Tldr of trenton's PHD thesis
Attention ≈ Sparse Distributed Memory (SDM): Shows that transformer attention is mathematically equivalent to Kanerva’s SDM — a neuroscience-inspired associative memory model from the 1980s. The softmax attention weights approximate the “circle intersection” weighting that SDM uses. This gives a biologically plausible story for why attention works.
SDM for continual learning: Uses SDM principles (sparse, high-dimensional representations with localized writes) to build MLPs that avoid catastrophic forgetting. Inspired by cerebellar architecture. The sparse activation pattern means new learning doesn’t overwrite old memories as much.
Noise → Sparsity: Training with noise (like dropout, but on activations) naturally induces sparse representations. Networks learn to push neurons below the ReLU threshold most of the time, then “jump” to high activations when genuinely needed. Also produces Gabor-filter-like receptive fields spontaneously. Offers a potential explanation for why biological neurons are sparse.

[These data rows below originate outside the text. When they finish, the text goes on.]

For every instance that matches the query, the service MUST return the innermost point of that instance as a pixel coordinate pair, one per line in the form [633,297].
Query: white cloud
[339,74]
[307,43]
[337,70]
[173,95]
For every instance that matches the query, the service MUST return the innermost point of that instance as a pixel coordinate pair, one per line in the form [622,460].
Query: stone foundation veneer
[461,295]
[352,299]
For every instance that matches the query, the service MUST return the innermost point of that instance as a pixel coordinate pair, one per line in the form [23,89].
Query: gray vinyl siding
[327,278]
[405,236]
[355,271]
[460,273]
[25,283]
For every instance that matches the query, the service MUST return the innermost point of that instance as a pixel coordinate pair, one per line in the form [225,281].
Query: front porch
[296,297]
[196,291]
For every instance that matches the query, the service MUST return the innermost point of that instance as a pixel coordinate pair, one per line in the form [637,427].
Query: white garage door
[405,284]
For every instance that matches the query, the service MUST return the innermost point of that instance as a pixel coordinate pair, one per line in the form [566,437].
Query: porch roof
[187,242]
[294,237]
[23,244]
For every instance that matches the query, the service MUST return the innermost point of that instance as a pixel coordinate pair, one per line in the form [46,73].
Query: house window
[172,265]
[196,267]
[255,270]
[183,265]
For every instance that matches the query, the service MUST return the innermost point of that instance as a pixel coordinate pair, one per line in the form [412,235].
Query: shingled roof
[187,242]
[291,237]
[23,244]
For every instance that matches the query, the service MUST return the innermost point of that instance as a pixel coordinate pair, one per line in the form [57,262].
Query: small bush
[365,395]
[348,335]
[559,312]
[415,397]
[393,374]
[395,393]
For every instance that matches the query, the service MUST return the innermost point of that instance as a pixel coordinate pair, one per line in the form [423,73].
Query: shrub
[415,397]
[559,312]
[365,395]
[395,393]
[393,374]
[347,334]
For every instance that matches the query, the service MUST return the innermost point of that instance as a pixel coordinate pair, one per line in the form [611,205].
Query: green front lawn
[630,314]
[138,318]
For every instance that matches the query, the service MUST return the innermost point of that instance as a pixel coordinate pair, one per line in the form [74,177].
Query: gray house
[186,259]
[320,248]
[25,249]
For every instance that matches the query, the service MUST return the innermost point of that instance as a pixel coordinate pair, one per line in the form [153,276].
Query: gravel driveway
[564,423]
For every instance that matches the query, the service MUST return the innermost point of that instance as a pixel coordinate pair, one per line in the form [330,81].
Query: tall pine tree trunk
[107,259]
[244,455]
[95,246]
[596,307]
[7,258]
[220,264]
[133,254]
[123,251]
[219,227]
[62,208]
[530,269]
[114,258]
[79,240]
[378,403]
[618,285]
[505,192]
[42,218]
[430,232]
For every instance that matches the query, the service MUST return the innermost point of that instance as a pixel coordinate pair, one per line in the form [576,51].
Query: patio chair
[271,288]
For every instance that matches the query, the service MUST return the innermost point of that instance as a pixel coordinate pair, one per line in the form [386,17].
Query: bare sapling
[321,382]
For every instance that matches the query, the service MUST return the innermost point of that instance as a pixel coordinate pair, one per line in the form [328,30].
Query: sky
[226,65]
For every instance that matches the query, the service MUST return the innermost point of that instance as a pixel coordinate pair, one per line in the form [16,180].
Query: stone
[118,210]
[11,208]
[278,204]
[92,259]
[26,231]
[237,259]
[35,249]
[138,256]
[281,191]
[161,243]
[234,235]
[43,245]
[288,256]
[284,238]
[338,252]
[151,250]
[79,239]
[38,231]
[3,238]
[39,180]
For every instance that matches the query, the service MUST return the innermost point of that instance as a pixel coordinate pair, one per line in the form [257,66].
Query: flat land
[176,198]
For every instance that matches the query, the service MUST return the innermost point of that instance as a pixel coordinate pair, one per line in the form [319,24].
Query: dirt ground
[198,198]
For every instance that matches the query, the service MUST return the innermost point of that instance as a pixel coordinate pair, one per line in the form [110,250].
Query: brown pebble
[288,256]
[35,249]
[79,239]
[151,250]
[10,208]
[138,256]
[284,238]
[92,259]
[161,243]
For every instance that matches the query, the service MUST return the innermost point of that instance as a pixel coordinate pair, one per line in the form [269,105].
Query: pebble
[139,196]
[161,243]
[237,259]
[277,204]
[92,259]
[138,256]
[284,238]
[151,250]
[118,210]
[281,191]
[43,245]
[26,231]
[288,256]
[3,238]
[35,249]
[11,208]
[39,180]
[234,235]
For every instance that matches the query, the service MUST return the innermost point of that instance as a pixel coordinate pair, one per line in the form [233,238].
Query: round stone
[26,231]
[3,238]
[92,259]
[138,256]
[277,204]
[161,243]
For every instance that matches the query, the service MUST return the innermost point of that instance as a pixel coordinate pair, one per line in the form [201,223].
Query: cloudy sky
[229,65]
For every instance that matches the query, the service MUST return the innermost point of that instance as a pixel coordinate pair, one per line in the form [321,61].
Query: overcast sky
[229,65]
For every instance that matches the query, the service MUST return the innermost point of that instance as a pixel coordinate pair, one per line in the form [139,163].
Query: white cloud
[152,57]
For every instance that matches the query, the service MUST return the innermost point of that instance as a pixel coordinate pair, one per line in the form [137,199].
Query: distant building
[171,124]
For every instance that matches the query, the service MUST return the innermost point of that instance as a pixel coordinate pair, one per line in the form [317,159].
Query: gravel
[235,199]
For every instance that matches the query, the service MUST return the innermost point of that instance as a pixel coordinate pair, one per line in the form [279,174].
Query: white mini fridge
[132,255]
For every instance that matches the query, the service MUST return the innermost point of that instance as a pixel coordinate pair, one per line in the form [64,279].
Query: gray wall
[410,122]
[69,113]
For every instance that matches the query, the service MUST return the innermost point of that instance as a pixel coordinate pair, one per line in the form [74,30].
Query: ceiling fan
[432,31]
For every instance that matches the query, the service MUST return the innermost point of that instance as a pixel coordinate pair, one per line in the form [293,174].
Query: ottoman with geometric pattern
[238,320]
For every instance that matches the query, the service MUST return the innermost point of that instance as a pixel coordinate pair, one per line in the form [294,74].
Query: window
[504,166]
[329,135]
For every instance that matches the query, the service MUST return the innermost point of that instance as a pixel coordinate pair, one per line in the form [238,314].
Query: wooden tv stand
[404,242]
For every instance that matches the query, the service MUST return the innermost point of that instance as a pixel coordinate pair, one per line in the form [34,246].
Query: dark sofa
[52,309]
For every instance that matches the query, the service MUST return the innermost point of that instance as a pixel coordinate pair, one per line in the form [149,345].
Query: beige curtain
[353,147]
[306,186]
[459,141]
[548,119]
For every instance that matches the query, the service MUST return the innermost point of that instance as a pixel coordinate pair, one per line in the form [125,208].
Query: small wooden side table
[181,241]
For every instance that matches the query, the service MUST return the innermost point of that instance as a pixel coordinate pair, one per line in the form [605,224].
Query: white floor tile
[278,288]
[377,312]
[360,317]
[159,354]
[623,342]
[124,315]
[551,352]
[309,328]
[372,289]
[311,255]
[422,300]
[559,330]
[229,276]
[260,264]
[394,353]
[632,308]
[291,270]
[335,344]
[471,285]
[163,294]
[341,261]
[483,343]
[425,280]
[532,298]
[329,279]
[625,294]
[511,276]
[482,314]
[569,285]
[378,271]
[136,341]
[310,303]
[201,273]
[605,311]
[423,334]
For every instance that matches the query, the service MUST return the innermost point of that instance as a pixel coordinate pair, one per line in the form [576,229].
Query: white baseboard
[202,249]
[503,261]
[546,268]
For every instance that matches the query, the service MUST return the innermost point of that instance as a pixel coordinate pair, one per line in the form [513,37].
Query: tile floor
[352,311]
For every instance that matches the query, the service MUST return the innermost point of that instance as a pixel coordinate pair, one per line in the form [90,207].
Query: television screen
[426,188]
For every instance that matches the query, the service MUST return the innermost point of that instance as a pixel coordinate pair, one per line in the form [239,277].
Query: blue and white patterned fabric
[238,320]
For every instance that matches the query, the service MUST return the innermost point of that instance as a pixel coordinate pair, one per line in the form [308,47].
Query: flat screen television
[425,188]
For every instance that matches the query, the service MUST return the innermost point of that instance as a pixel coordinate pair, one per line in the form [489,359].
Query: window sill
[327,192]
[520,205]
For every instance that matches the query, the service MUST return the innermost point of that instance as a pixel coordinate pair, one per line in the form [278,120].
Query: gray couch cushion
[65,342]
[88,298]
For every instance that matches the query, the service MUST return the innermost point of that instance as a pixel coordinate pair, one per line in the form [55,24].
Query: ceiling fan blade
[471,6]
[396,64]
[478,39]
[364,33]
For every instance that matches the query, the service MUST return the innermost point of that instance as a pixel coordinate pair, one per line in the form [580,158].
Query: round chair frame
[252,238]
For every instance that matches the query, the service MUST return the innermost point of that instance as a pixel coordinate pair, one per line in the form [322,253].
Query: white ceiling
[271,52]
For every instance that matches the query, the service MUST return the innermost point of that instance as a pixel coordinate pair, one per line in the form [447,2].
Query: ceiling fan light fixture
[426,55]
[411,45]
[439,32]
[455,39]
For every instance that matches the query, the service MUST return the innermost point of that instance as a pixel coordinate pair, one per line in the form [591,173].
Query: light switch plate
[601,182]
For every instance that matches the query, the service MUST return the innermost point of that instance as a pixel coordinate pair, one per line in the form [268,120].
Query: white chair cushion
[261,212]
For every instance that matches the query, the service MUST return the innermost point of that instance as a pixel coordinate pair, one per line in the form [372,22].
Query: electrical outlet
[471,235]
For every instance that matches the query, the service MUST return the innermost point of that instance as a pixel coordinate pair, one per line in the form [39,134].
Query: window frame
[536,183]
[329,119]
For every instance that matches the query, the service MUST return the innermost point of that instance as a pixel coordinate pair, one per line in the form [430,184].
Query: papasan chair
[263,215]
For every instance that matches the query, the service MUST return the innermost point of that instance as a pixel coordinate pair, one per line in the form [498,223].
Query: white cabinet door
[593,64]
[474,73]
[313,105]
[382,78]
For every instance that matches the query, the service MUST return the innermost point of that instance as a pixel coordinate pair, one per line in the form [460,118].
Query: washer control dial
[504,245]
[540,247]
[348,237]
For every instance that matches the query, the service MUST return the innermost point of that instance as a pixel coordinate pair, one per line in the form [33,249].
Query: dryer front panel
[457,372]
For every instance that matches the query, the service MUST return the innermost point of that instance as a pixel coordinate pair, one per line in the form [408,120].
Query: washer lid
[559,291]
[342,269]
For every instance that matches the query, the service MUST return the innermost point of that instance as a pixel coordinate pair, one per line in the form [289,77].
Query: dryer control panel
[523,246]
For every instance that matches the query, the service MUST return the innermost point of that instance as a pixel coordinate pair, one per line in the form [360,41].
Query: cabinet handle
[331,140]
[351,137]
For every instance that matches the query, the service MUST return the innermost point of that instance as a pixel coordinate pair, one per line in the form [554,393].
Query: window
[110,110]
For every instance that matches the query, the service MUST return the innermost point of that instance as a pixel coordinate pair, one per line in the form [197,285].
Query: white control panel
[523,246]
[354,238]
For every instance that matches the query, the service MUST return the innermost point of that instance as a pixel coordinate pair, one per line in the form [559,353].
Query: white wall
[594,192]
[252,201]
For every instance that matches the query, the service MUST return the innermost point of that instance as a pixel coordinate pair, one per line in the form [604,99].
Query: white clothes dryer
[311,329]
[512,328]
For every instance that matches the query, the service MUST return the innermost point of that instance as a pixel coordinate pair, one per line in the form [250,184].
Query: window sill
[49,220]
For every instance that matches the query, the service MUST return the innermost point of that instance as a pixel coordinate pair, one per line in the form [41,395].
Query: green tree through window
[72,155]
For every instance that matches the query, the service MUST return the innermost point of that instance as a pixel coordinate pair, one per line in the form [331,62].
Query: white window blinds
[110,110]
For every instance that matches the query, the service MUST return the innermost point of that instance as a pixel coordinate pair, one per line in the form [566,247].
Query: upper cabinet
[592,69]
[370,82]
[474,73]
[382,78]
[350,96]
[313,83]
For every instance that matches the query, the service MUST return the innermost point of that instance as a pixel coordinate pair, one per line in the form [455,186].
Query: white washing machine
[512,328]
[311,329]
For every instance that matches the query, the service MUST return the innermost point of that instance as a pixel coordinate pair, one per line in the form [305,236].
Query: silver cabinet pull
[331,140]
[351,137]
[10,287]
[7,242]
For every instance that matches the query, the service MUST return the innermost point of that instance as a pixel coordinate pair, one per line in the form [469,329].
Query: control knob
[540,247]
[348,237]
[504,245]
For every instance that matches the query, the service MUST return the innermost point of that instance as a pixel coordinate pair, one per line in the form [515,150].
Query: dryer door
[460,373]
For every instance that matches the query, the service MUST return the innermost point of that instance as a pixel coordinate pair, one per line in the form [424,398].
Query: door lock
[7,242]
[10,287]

Sparse Autoencoders for Interpretability: This is the Anthropic “Towards Monosemanticity” paper. Uses dictionary learning to decompose LLM activations into interpretable sparse features, addressing superposition (where models pack many concepts into fewer dimensions). Shows you can extract clean features like “Arabic text” or “DNA sequences” that are more interpretable than individual neurons.→ Sparse codes are good for memory capacity, continual learning, noise robustness, and interpretability.